The Federal Reserve is always clear that it has two mandates. One is to curb inflation to less than 3% per year, and the other is to attempt to achieve full employment. Where did this scope of their work get defined? Well, it was in the much maligned, heavily diluted and eviscerated Humphrey-Hawkins Act of 1978. It is a historic and political anomaly that this heavily contested act should have found longevity in the Federal Reserve’s mission, rather than in the workplaces where it was originally intended by Minnesota Senator and former Vice-President Hubert Humphery and California Representative Gus Hawkins from the Los Angeles area.
Those of us with longer memories than we likely deserve to remember something about the fight over this bill’s enactment because at the top line, it was supposedly about full employment. The fact that the end game of this battle for passage was during the wild inflation that marked President Carter’s presidency and personal obsession is part of the backstory on how this mandate evolved.

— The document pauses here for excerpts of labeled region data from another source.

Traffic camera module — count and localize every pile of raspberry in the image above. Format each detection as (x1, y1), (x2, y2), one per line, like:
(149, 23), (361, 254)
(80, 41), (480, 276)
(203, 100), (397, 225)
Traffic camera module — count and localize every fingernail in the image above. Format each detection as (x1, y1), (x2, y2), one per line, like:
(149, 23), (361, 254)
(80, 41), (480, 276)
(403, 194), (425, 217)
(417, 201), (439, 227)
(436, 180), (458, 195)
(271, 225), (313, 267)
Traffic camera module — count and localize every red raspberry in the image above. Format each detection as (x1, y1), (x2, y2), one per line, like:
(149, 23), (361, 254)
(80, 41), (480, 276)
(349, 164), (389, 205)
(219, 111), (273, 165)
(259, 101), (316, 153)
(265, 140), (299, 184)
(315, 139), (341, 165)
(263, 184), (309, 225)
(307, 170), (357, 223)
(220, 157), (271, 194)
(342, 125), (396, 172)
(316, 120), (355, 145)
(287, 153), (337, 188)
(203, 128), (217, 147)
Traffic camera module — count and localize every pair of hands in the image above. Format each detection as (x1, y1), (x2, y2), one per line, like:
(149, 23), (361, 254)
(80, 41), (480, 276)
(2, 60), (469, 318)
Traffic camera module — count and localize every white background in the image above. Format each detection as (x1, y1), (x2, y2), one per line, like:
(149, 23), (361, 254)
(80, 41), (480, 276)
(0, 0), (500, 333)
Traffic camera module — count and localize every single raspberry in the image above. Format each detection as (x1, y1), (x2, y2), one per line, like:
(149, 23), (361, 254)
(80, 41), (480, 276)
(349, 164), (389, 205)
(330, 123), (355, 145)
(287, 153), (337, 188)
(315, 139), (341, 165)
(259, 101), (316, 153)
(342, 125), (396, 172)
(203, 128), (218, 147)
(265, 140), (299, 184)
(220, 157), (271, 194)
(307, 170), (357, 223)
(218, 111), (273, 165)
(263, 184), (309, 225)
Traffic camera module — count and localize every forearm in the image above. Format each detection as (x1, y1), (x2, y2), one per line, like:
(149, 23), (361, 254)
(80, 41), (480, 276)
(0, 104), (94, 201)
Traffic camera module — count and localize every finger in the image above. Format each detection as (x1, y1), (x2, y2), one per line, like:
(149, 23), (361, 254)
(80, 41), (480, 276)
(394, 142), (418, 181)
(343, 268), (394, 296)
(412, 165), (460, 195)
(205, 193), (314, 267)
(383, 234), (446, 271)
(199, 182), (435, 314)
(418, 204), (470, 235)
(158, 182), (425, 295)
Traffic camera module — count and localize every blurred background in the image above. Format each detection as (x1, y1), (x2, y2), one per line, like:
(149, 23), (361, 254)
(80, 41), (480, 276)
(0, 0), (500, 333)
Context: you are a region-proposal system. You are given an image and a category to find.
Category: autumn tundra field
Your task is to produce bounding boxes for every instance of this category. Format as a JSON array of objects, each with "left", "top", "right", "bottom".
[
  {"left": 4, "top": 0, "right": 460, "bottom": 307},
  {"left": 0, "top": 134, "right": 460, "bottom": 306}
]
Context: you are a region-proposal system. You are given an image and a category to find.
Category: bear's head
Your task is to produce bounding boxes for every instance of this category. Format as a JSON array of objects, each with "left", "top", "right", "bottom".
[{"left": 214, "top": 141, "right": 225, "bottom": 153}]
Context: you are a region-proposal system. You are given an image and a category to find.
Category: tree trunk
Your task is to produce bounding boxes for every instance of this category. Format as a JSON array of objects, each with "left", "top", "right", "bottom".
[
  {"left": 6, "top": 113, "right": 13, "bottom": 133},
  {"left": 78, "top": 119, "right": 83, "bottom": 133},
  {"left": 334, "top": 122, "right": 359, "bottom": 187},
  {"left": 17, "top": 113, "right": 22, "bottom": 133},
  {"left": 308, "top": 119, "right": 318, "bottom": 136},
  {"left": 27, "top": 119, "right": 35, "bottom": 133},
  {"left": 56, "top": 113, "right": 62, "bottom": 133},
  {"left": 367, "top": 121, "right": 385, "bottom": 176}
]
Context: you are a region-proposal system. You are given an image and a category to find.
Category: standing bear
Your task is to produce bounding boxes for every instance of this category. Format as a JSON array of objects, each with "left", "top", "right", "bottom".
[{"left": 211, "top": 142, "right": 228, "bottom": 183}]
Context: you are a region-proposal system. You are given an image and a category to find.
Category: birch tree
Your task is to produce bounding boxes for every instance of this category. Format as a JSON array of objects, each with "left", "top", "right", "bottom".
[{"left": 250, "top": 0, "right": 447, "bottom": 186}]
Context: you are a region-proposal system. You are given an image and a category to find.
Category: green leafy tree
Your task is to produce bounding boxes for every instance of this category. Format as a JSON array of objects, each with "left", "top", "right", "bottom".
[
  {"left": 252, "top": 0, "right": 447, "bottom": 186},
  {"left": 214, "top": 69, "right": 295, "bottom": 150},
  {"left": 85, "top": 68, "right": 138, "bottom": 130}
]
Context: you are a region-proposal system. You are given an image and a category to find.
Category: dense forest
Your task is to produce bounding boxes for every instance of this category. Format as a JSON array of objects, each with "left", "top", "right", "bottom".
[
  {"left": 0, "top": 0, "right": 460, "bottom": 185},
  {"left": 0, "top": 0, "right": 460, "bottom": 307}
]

Until recently, reading Staying Alive: The 1970s and the Last Days of the Working Class by Vanderbilt professor and historian Jefferson Cowie, I had forgotten some of the promise the original bill had offered. The original bill gave Americans a guarantee of a job. ACORN and others have fought for living wages for decades, but we were never bold enough to demand a universal right to a job. Humphrey-Hawkins not only initially made that promise, it also included a prospective worker’s right to sue the government if in fact they didn’t have a job. As Cowie notes, “the bill sought to grant the universal right to a job—a melding of 1960s rights consciousness with the unfinished economic agenda of the late New Deal.” The bill made going to court the last resort because there was a preemptive job creation and delivery mechanism that required the creation of “local reservoirs of public service and private employment projects developed by local planning councils, the creation of Job Guarantee Offices able to fund these projects, and a Standby Job Corps for temporary placement of workers.”
It’s mind-boggling to remember how close we came to being there, but by bad fortune. The right-to-sue was the first thing to drop from the bill, even as the guarantee stood. Critically, the bill also dropped wage-and-price controls even though they had been mandatory under Roosevelt and effective, though voluntary, under Nixon, which then hurt them in other ways. The AFL-CIO wanted them out of the bill, because they thought it would damage their bargaining ability, even though their misunderstanding of their strength then seems staggering now. As one piece and protection for workers after another was compromised due to a tepid effort by the White House, fierce opposition by business, mixed signals from economists, and flagging effort from labor and its allies, the bill finally passed in hardly recognizable form. Partly, that might have been a flower thrown on Humphrey’s grave as he passed away in 1978. Partly, that came from the recasting of its mission as dealing with the weird marriage of employment and inflation which explains the Federal Reserve now.
Woulda, coulda, shoulda, all that feels like a fight we would like to do over. There’s likely no great market in public life for the demand now for a guarantee of employment, but in many ways it seems natural. As the right continues to add work requirements to healthcare, welfare, and other safety net programs, wouldn’t it make sense to couple that with a job guarantee for all that are able? The Act still established as a national goal the fulfillment of the right to full opportunities for useful paid employment at fair rates of compensation of all individuals able, willing, and seeking to work. Making that language come alive and have some teeth would be a great campaign.